At the end of August, I went on a road trip to Cedar City, Utah with Isabelle, Olivier, and another grad student from our department and his partner. The main purpose of the trip was to attend the Utah Shakespeare Festival. Isabelle is a big fan of playwright Mary Zimmerman, and her Treasure Island was one of the plays being performed this season.
This was my first trip with friends (as opposed to family) in a very long time, and I also never drive on the West Coast, so it was a grand adventure! We left on a Friday morning and drove northeast out of Los Angeles, through Las Vegas (I drove this part), through a little corner of Arizona, and into Utah. Luckily, Cedar City is in the part of Utah closest to Los Angeles. We just had time to settle into our Airbnb, a bunker-like but otherwise extremely nice basement apartment on a quiet street, before heading off to Friday evening’s performance of A Midsummer Night’s Dream.
I had neither read nor seen A Midsummer Night’s Dream before, though I roughly knew the story. The Utah Shakespeare Festival’s production was Jazz Age-themed, and the sets and costumes were beautiful. We had great seats in the middle of the front row of the balcony. Although the plot is ridiculous, on the face of it, the (human) drama was at times affecting (I particularly liked the parts about Hermia and Helena’s friendship). And the play was quite funny. I thought the dragging play-within-a-play in the last act was an example of horrible pacing on Shakespeare’s part, but the actors managed to milk as much humor out of it as possible (and I caught what I was 99.9% sure was a jab at Trump’s wall during an earlier rehearsal scene). Also, in her last speech to the audience, Puck interrupted herself to say “bless you” when an audience member sneezed, and the entire theatre laughed. Puck nearly cracked up herself, and it was a moment before she resumed her speech.
On Saturday, after a lazy morning singing with ukuleles, we explored Cedar City. We walked through the campus of Southern Utah University, home of the Shakespeare Festival, and had sandwiches and crêpes for lunch in town. Then we visited an art supplies shop and a stringed instrument store.

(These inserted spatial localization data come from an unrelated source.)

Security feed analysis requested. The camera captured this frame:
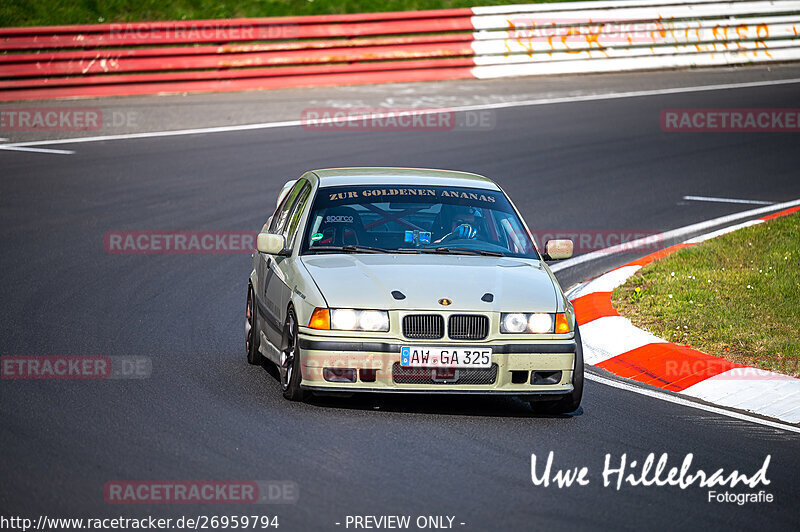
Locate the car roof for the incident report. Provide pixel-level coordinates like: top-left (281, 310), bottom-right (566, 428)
top-left (311, 167), bottom-right (500, 190)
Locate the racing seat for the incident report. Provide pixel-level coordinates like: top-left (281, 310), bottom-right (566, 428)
top-left (313, 207), bottom-right (366, 246)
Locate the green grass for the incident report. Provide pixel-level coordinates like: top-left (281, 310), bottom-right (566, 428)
top-left (0, 0), bottom-right (588, 27)
top-left (612, 210), bottom-right (800, 376)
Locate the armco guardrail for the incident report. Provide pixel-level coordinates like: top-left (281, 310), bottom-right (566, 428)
top-left (0, 0), bottom-right (800, 101)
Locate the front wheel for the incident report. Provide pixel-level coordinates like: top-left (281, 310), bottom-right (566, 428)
top-left (244, 285), bottom-right (264, 366)
top-left (530, 325), bottom-right (583, 414)
top-left (279, 309), bottom-right (304, 401)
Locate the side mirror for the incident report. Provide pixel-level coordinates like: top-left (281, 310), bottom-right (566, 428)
top-left (544, 239), bottom-right (573, 260)
top-left (256, 233), bottom-right (286, 255)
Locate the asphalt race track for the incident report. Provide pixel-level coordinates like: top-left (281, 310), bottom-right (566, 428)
top-left (0, 67), bottom-right (800, 530)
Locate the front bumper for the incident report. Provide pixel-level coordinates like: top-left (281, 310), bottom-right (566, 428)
top-left (299, 333), bottom-right (576, 395)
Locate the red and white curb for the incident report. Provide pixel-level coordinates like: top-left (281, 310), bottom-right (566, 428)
top-left (567, 206), bottom-right (800, 423)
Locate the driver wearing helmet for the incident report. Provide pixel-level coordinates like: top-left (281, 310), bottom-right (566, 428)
top-left (435, 206), bottom-right (486, 244)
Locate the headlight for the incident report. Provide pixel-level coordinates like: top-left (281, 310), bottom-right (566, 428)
top-left (528, 314), bottom-right (553, 334)
top-left (331, 308), bottom-right (389, 332)
top-left (500, 314), bottom-right (528, 333)
top-left (500, 312), bottom-right (570, 334)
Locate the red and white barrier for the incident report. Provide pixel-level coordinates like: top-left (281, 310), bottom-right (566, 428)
top-left (0, 0), bottom-right (800, 101)
top-left (568, 202), bottom-right (800, 423)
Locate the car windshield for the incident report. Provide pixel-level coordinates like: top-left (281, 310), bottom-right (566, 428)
top-left (302, 186), bottom-right (539, 259)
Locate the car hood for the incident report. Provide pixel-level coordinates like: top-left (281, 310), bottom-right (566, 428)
top-left (301, 254), bottom-right (558, 312)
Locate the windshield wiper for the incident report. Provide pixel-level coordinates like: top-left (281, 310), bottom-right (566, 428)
top-left (308, 245), bottom-right (410, 253)
top-left (420, 246), bottom-right (503, 257)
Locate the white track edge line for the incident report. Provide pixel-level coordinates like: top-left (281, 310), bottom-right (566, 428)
top-left (683, 196), bottom-right (775, 205)
top-left (0, 144), bottom-right (75, 155)
top-left (584, 372), bottom-right (800, 434)
top-left (550, 199), bottom-right (800, 273)
top-left (1, 78), bottom-right (800, 146)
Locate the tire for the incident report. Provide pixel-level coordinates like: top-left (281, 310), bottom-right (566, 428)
top-left (278, 308), bottom-right (305, 401)
top-left (244, 283), bottom-right (264, 366)
top-left (530, 325), bottom-right (583, 414)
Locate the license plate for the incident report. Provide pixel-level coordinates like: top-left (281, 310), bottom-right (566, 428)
top-left (400, 346), bottom-right (492, 368)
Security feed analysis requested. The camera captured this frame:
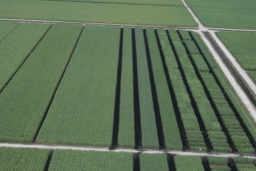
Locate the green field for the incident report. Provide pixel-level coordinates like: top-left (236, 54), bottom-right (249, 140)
top-left (217, 32), bottom-right (256, 82)
top-left (0, 148), bottom-right (255, 171)
top-left (0, 22), bottom-right (256, 154)
top-left (186, 0), bottom-right (256, 9)
top-left (49, 150), bottom-right (133, 171)
top-left (52, 0), bottom-right (183, 6)
top-left (0, 0), bottom-right (256, 167)
top-left (37, 26), bottom-right (120, 146)
top-left (0, 0), bottom-right (196, 27)
top-left (186, 0), bottom-right (256, 29)
top-left (0, 148), bottom-right (49, 171)
top-left (0, 25), bottom-right (82, 142)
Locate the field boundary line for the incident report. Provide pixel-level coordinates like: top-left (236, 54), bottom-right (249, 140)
top-left (181, 0), bottom-right (256, 118)
top-left (210, 32), bottom-right (256, 94)
top-left (0, 18), bottom-right (197, 29)
top-left (0, 18), bottom-right (256, 32)
top-left (194, 31), bottom-right (256, 122)
top-left (0, 143), bottom-right (256, 159)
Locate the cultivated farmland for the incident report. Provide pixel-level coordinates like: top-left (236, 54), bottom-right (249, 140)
top-left (0, 0), bottom-right (256, 171)
top-left (0, 21), bottom-right (255, 154)
top-left (0, 148), bottom-right (255, 171)
top-left (217, 32), bottom-right (256, 82)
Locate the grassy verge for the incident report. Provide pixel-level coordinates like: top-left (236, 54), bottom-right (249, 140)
top-left (0, 0), bottom-right (196, 26)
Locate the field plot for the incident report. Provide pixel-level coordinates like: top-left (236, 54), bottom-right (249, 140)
top-left (186, 0), bottom-right (256, 9)
top-left (0, 21), bottom-right (256, 154)
top-left (186, 0), bottom-right (256, 29)
top-left (0, 22), bottom-right (50, 91)
top-left (0, 0), bottom-right (197, 27)
top-left (0, 25), bottom-right (82, 142)
top-left (52, 0), bottom-right (183, 6)
top-left (0, 148), bottom-right (50, 171)
top-left (0, 148), bottom-right (256, 171)
top-left (217, 32), bottom-right (256, 82)
top-left (37, 26), bottom-right (120, 146)
top-left (49, 151), bottom-right (133, 171)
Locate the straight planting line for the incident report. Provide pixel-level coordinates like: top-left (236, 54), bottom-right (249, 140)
top-left (210, 31), bottom-right (256, 94)
top-left (181, 0), bottom-right (204, 31)
top-left (0, 143), bottom-right (256, 159)
top-left (0, 17), bottom-right (256, 32)
top-left (45, 0), bottom-right (183, 7)
top-left (0, 18), bottom-right (197, 29)
top-left (181, 0), bottom-right (256, 119)
top-left (194, 31), bottom-right (256, 122)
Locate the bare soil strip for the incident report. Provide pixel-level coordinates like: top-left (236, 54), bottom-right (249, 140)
top-left (0, 143), bottom-right (256, 159)
top-left (181, 0), bottom-right (256, 119)
top-left (0, 18), bottom-right (256, 32)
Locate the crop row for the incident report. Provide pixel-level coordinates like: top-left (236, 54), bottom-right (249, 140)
top-left (0, 23), bottom-right (256, 154)
top-left (0, 148), bottom-right (255, 171)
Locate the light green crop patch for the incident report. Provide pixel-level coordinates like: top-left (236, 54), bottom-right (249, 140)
top-left (49, 0), bottom-right (183, 6)
top-left (0, 0), bottom-right (197, 27)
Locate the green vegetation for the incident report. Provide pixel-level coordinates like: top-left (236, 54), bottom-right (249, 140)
top-left (186, 0), bottom-right (256, 29)
top-left (0, 25), bottom-right (81, 142)
top-left (0, 22), bottom-right (50, 91)
top-left (192, 33), bottom-right (255, 154)
top-left (147, 29), bottom-right (182, 150)
top-left (233, 157), bottom-right (256, 171)
top-left (157, 29), bottom-right (206, 151)
top-left (140, 153), bottom-right (169, 171)
top-left (49, 150), bottom-right (133, 171)
top-left (0, 0), bottom-right (197, 27)
top-left (118, 27), bottom-right (135, 147)
top-left (216, 32), bottom-right (256, 71)
top-left (53, 0), bottom-right (183, 6)
top-left (207, 157), bottom-right (230, 171)
top-left (217, 32), bottom-right (256, 82)
top-left (179, 30), bottom-right (230, 152)
top-left (174, 156), bottom-right (204, 171)
top-left (37, 26), bottom-right (120, 146)
top-left (186, 0), bottom-right (256, 10)
top-left (135, 28), bottom-right (159, 148)
top-left (0, 22), bottom-right (19, 42)
top-left (189, 6), bottom-right (256, 29)
top-left (0, 148), bottom-right (49, 171)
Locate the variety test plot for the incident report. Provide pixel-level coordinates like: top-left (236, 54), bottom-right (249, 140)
top-left (0, 23), bottom-right (256, 154)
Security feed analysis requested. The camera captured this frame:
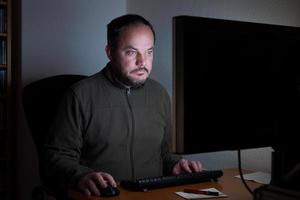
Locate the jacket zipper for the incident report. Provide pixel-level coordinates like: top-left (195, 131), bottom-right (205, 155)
top-left (126, 88), bottom-right (135, 180)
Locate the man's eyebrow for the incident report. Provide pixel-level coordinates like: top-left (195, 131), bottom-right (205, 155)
top-left (124, 45), bottom-right (154, 51)
top-left (124, 46), bottom-right (138, 51)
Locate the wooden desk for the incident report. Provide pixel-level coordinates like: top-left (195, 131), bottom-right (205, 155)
top-left (72, 169), bottom-right (261, 200)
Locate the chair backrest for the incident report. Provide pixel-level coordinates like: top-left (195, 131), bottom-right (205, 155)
top-left (22, 74), bottom-right (86, 173)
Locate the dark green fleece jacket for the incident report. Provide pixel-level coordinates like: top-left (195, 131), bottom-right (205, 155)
top-left (44, 64), bottom-right (181, 192)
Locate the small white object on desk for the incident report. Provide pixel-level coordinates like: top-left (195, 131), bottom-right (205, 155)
top-left (175, 188), bottom-right (227, 199)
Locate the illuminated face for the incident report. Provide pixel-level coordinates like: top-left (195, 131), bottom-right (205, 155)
top-left (106, 24), bottom-right (154, 86)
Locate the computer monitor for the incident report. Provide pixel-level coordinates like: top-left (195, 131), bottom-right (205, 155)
top-left (173, 16), bottom-right (300, 153)
top-left (173, 16), bottom-right (300, 190)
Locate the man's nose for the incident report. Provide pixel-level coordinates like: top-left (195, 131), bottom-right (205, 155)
top-left (136, 53), bottom-right (146, 67)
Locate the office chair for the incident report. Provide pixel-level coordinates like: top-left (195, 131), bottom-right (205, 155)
top-left (22, 74), bottom-right (86, 200)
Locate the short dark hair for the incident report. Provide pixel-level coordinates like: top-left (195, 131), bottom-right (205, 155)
top-left (107, 14), bottom-right (155, 47)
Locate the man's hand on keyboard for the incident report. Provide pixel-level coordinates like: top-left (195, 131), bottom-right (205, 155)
top-left (172, 159), bottom-right (203, 175)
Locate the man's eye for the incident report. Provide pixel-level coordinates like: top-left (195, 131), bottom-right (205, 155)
top-left (147, 50), bottom-right (153, 55)
top-left (126, 51), bottom-right (136, 56)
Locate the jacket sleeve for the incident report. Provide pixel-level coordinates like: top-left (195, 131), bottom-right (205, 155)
top-left (42, 90), bottom-right (93, 191)
top-left (161, 90), bottom-right (182, 175)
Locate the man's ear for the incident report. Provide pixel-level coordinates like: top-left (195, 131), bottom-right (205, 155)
top-left (105, 45), bottom-right (112, 60)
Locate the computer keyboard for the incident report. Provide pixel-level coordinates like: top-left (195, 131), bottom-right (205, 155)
top-left (120, 170), bottom-right (223, 191)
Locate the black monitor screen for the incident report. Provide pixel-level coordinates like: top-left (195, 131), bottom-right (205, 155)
top-left (173, 16), bottom-right (300, 153)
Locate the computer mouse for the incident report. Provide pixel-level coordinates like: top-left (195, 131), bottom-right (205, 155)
top-left (100, 185), bottom-right (120, 197)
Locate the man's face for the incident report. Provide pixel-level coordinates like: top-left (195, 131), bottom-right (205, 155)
top-left (106, 24), bottom-right (154, 86)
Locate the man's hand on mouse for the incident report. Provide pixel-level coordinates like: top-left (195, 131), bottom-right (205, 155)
top-left (172, 159), bottom-right (203, 175)
top-left (78, 172), bottom-right (117, 196)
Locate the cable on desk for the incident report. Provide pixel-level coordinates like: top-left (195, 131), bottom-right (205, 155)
top-left (238, 149), bottom-right (253, 196)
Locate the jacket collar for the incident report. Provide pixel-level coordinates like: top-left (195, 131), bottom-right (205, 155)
top-left (103, 62), bottom-right (147, 89)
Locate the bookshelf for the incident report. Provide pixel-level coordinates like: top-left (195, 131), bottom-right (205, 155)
top-left (0, 0), bottom-right (13, 200)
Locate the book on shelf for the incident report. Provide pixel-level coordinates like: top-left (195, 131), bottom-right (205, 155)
top-left (0, 98), bottom-right (7, 130)
top-left (0, 69), bottom-right (7, 95)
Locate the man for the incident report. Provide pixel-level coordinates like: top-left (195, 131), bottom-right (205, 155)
top-left (45, 15), bottom-right (202, 196)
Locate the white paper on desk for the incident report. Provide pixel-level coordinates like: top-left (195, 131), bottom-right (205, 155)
top-left (175, 188), bottom-right (227, 199)
top-left (235, 172), bottom-right (271, 184)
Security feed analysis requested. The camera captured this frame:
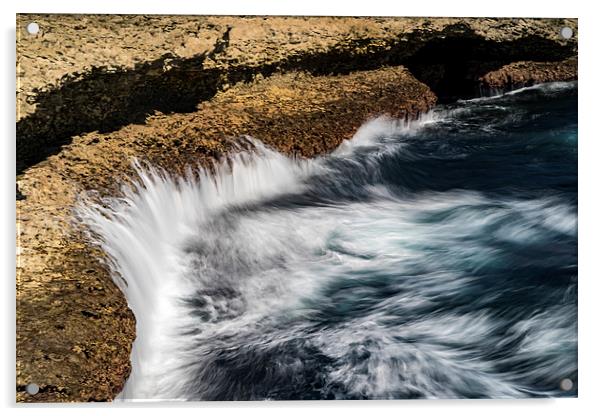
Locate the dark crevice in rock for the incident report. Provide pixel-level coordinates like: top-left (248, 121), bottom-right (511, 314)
top-left (17, 24), bottom-right (575, 173)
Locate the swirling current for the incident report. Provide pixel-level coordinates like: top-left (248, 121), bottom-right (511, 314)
top-left (78, 83), bottom-right (577, 400)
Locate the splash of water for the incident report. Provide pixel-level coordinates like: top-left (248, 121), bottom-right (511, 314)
top-left (78, 83), bottom-right (576, 400)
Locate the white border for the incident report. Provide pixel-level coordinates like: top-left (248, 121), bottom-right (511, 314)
top-left (0, 0), bottom-right (602, 416)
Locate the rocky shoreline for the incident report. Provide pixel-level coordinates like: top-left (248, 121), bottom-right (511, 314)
top-left (17, 15), bottom-right (577, 401)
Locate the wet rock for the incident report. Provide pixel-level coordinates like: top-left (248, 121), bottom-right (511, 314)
top-left (16, 15), bottom-right (576, 401)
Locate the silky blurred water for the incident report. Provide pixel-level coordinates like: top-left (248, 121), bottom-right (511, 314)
top-left (80, 83), bottom-right (577, 400)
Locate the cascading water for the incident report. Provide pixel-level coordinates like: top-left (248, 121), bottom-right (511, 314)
top-left (78, 83), bottom-right (577, 400)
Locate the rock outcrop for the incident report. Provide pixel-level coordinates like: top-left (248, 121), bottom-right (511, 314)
top-left (17, 15), bottom-right (577, 401)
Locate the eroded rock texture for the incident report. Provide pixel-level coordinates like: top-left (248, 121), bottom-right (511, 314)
top-left (17, 15), bottom-right (577, 401)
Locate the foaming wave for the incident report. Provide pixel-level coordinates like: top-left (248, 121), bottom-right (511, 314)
top-left (77, 141), bottom-right (312, 399)
top-left (78, 87), bottom-right (577, 400)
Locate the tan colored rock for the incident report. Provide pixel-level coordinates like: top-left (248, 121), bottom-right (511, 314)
top-left (480, 57), bottom-right (577, 91)
top-left (17, 15), bottom-right (577, 401)
top-left (17, 67), bottom-right (436, 401)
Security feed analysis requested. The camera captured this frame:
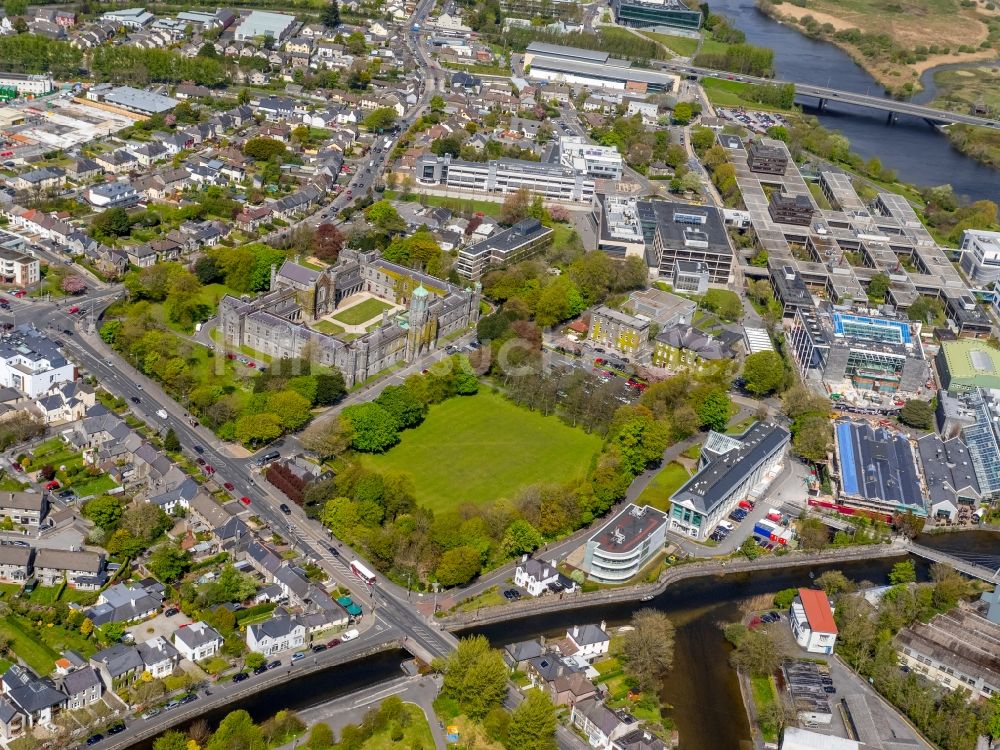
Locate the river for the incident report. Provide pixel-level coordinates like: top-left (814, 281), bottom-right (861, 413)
top-left (709, 0), bottom-right (1000, 201)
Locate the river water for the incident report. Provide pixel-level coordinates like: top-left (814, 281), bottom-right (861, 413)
top-left (709, 0), bottom-right (1000, 201)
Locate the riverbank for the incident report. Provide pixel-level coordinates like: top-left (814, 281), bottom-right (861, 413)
top-left (757, 0), bottom-right (1000, 96)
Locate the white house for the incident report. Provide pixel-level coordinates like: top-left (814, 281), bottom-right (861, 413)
top-left (247, 610), bottom-right (306, 656)
top-left (566, 622), bottom-right (611, 662)
top-left (788, 589), bottom-right (837, 654)
top-left (174, 620), bottom-right (222, 661)
top-left (514, 557), bottom-right (576, 596)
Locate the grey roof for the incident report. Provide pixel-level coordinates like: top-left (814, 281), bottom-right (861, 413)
top-left (670, 422), bottom-right (790, 515)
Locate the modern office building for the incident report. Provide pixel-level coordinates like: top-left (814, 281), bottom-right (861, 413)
top-left (524, 42), bottom-right (677, 92)
top-left (611, 0), bottom-right (702, 31)
top-left (834, 420), bottom-right (927, 516)
top-left (935, 339), bottom-right (1000, 393)
top-left (581, 504), bottom-right (667, 583)
top-left (670, 422), bottom-right (791, 541)
top-left (559, 135), bottom-right (624, 180)
top-left (640, 201), bottom-right (737, 286)
top-left (786, 307), bottom-right (929, 393)
top-left (233, 10), bottom-right (296, 42)
top-left (959, 229), bottom-right (1000, 285)
top-left (455, 219), bottom-right (552, 281)
top-left (416, 154), bottom-right (594, 205)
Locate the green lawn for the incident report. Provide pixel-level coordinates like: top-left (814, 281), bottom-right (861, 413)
top-left (363, 393), bottom-right (601, 511)
top-left (636, 461), bottom-right (690, 511)
top-left (333, 297), bottom-right (392, 326)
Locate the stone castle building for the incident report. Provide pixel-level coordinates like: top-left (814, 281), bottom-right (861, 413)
top-left (219, 249), bottom-right (481, 387)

The luthier told us a local girl had built the instrument on the left for a Science Olympiad event and had won state! The instrument has no frets, and she bowed it.
Then we headed north on Main Street till we reached the public library. Out front, there was a sculpture that reproduced some of the petroglyphs of nearby Parowan Gap. And inside, guess whose books they had in the YA section?
Petroglyph reproductions outside the public library
From the library, we went to a bead/comic book/trading card store, and then to a lovely (mostly used?) bookstore. After lingering there a while, we checked out a couple of art galleries and then headed to the Southern Utah Museum of Art. They had an exhibit of local artist Jimmie Jones’s paintings of the southern Utah landscape and an exhibit of quilts (broadly construed) that were part of a competition on the theme of Pathfinders. The quilts were really cool; some of them were absolutely gorgeous. Several, inspired by the theme, depicted refugees or displaced people.
We went back to the Airbnb to rest a little before the next play, and Isabelle, Olivier, and I checked out the back garden, where there were chickens and raspberry brambles from which we plucked ripe berries.
Saturday evening’s show was Mary Zimmerman’s Treasure Island, which was also excellent. The sets were splendid, and I was delighted to recognize among the incidental music the fiddle tune “Drowsy Maggie” (for the fight in the Admiral Benbow Inn) and that famous Boccherini minuet.
On Sunday, we visited Zion National Park. I drove us to the entrance to the northwest part of the park (i.e. the closest part), the Kolob Canyons area. We set out on the La Verkin Creek Trail. Our original destination was Kolob Arch, which would have made for a 14-mile round trip hike, but we actually turned back after we’d gone about halfway to the arch.
The trail led us around these majestic red cliffs, through occasional woods and alongside wildflowers and over many dry streambeds. There were junipers, pines, and cottonwoods, mainly. The earth was red and sometimes reduced to soft sand. We glimpsed small birds, including the blue Steller’s jay, and saw some very large birds wheeling in the distance (I’m not sure I believe they were condors). There were also (rock?) squirrels; at one point we observed one chirping at us and another party of hikers quite insistently, and we realized some of the chirping we’d heard earlier might not have been birds but squirrels. I’d forgotten how much they could sound like birds.
We spent a lovely evening eating crêpes and singing with ukulele, and then Isabelle and I went out to look at the stars once more. You can see a thousand times more stars on a suburban street in Cedar City, UT than you can on the Westside of Los Angeles. The Summer Triangle, Cygnus, the Big and Little Dippers, Polaris, Cassiopeia… The Milky Way, even.
On Monday, we roadtripped back to Los Angeles to a soundtrack of French Canadian music, Scottish songs, and French musicals.